HAJATAN MISTERIUS DI RUMAH KEPALA DESA
Rangga Wiratama, Kepala Desa Sukamukti, mendapati sesuatu yang tak masuk akal terjadi di rumahnya. Sebuah hajatan besar diselenggarakan atas namanya—tanpa seizin, tanpa perintah, dan tanpa penjelasan. Undangan tersebar ke seluruh warga desa dengan satu perintah mutlak: semua wajib hadir dan dilarang pulang sebelum diizinkan.
Sejak hari pertama hajatan berlangsung, kejanggalan demi kejanggalan muncul. Musik gamelan yang seharusnya rusak kembali berbunyi. Dapur rumah terkunci dari dalam, menguar bau anyir yang tak wajar. Tamu-tamu berdatangan dengan wajah kosong, patuh tanpa bertanya. Beberapa orang yang hadir… tidak pernah terlihat lagi.
Rangga berusaha mencari jawaban, namun setiap pintu informasi tertutup rapat. Para sesepuh desa justru menatapnya seolah ia bagian dari kesepakatan lama yang telah dilupakan. Perlahan, ia menyadari bahwa jabatannya sebagai kepala desa bukan sekadar posisi pemerintahan, melainkan peran penting dalam ritual turun-temurun yang mengikat seluruh desa.
Hajatan itu ternyata adalah bagian dari janji leluhur—sebuah perjanjian kelam untuk menjaga keselamatan desa dengan harga nyawa manusia. Dan rumah kepala desa selalu menjadi pusatnya. Selalu.
Di tengah teror yang semakin nyata, Rangga dihadapkan pada pilihan paling kejam:
memutus ritual dan menghancurkan desanya, atau meneruskan hajatan dengan mengorbankan orang-orang yang ia lindungi.

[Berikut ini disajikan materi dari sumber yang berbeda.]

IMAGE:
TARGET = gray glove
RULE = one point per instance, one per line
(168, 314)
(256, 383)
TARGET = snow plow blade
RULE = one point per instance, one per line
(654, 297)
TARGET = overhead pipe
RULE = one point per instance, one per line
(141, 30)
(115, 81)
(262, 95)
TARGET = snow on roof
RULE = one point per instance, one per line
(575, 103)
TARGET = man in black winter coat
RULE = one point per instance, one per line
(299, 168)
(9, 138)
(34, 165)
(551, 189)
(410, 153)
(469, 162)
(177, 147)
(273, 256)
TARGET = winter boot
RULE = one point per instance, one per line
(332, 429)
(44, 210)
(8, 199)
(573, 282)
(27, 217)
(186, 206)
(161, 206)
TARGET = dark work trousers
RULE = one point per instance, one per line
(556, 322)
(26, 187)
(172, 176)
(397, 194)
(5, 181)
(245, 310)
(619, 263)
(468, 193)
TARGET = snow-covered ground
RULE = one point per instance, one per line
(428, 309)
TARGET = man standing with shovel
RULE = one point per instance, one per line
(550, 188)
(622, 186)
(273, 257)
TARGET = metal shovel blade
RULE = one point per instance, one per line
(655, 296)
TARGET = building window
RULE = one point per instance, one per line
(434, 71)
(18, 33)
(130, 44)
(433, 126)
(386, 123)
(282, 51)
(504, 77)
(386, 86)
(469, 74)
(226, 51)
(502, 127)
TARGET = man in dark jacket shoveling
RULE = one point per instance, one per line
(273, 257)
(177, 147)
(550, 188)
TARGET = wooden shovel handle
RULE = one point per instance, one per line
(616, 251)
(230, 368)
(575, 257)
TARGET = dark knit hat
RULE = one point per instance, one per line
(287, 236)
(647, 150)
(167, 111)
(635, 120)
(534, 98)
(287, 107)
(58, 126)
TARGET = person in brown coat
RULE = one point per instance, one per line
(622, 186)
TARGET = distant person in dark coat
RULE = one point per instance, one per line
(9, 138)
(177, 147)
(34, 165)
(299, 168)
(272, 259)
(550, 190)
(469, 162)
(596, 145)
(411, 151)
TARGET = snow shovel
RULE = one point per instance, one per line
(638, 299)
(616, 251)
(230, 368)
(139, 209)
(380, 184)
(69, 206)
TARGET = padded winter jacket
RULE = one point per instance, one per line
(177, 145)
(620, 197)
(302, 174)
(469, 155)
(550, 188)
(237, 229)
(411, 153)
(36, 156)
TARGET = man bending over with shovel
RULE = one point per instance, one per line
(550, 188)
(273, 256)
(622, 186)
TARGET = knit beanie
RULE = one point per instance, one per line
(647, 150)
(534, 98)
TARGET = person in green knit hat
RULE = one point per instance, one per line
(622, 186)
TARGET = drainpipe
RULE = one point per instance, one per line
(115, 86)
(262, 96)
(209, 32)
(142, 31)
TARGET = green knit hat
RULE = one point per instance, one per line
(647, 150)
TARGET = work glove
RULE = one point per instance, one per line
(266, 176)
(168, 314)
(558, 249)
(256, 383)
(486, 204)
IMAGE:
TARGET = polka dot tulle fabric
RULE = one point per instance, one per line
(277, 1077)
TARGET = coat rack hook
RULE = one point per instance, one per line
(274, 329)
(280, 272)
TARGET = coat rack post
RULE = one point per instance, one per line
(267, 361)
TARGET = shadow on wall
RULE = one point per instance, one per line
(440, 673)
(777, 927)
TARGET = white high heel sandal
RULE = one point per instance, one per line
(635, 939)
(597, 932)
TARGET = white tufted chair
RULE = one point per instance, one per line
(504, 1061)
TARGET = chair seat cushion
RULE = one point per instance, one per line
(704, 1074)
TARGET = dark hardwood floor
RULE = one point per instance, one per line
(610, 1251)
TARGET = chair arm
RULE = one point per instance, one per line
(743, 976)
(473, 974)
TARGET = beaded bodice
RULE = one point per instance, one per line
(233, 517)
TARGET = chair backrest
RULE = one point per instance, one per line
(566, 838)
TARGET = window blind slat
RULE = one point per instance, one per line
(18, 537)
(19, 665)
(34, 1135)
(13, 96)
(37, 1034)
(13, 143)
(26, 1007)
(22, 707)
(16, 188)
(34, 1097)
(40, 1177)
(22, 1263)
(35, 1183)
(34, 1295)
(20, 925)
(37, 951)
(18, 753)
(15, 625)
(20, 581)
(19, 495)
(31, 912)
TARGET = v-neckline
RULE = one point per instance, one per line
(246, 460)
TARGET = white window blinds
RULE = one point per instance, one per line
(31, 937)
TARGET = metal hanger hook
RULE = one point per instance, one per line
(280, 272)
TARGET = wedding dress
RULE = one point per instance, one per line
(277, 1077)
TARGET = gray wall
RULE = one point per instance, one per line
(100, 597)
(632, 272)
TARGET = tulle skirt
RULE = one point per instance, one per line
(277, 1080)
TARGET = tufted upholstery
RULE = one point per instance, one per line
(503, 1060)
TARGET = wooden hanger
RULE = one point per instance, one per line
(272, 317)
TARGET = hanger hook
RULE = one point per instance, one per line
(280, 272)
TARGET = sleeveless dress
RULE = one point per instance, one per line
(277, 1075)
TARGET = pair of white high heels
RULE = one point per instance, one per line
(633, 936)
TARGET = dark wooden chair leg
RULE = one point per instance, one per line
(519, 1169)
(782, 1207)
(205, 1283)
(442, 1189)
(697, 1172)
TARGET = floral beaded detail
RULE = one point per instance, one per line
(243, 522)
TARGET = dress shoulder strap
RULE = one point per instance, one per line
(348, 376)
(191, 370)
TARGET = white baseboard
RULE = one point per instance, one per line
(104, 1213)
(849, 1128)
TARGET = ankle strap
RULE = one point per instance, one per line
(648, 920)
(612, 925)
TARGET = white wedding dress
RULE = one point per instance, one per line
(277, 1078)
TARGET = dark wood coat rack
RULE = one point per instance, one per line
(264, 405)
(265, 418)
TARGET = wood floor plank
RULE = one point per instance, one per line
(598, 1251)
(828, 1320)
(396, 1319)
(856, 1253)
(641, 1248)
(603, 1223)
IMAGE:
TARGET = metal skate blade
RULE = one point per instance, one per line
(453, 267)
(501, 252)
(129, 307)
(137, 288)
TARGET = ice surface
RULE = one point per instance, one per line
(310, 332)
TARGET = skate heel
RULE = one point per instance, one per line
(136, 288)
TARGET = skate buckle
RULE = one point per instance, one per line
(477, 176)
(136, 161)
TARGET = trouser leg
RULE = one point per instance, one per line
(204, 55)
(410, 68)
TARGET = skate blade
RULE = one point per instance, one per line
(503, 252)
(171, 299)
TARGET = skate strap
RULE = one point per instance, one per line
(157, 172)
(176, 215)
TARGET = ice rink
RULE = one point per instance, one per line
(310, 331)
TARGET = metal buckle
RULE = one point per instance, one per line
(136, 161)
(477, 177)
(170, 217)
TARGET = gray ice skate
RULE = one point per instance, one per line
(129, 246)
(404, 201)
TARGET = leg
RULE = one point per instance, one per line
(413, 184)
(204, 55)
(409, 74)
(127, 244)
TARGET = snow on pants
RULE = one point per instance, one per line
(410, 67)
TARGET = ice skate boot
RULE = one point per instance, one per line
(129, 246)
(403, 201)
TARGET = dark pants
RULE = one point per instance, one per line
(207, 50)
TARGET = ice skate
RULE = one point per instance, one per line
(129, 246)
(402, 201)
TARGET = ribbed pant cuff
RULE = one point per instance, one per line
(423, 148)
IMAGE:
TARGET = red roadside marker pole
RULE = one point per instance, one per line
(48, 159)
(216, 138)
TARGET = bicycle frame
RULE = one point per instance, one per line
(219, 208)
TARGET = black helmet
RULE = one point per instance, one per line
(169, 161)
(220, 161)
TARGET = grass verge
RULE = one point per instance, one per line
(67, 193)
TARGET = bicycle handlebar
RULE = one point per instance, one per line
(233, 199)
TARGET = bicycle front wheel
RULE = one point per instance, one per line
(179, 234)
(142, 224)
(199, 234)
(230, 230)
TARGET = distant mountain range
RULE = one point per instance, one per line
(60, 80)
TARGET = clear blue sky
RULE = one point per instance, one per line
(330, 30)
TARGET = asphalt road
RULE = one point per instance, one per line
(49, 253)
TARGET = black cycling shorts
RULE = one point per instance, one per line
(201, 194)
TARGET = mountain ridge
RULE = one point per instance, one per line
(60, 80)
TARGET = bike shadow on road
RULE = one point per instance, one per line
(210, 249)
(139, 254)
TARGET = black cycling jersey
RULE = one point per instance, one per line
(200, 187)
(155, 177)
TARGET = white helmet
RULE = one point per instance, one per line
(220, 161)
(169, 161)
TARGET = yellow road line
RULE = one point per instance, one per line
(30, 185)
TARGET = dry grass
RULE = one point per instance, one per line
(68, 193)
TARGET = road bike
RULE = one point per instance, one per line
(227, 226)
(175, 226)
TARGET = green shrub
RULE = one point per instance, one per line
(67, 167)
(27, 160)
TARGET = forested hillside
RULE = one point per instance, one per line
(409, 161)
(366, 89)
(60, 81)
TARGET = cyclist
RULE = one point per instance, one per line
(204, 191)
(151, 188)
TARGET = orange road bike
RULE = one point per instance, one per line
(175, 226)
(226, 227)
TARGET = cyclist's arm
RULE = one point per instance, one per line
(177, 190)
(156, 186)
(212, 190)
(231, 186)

Namun semakin ia berusaha melawan, semakin jelas bahwa hajatan ini tidak pernah benar-benar berakhir. Ia hanya menunggu untuk diulang, dengan kepala desa yang baru… atau korban yang berbeda.
Sebab di Sukamukti, tradisi lebih berkuasa daripada kebenaran, dan undangan hajatan selalu menemukan jalannya sendiri.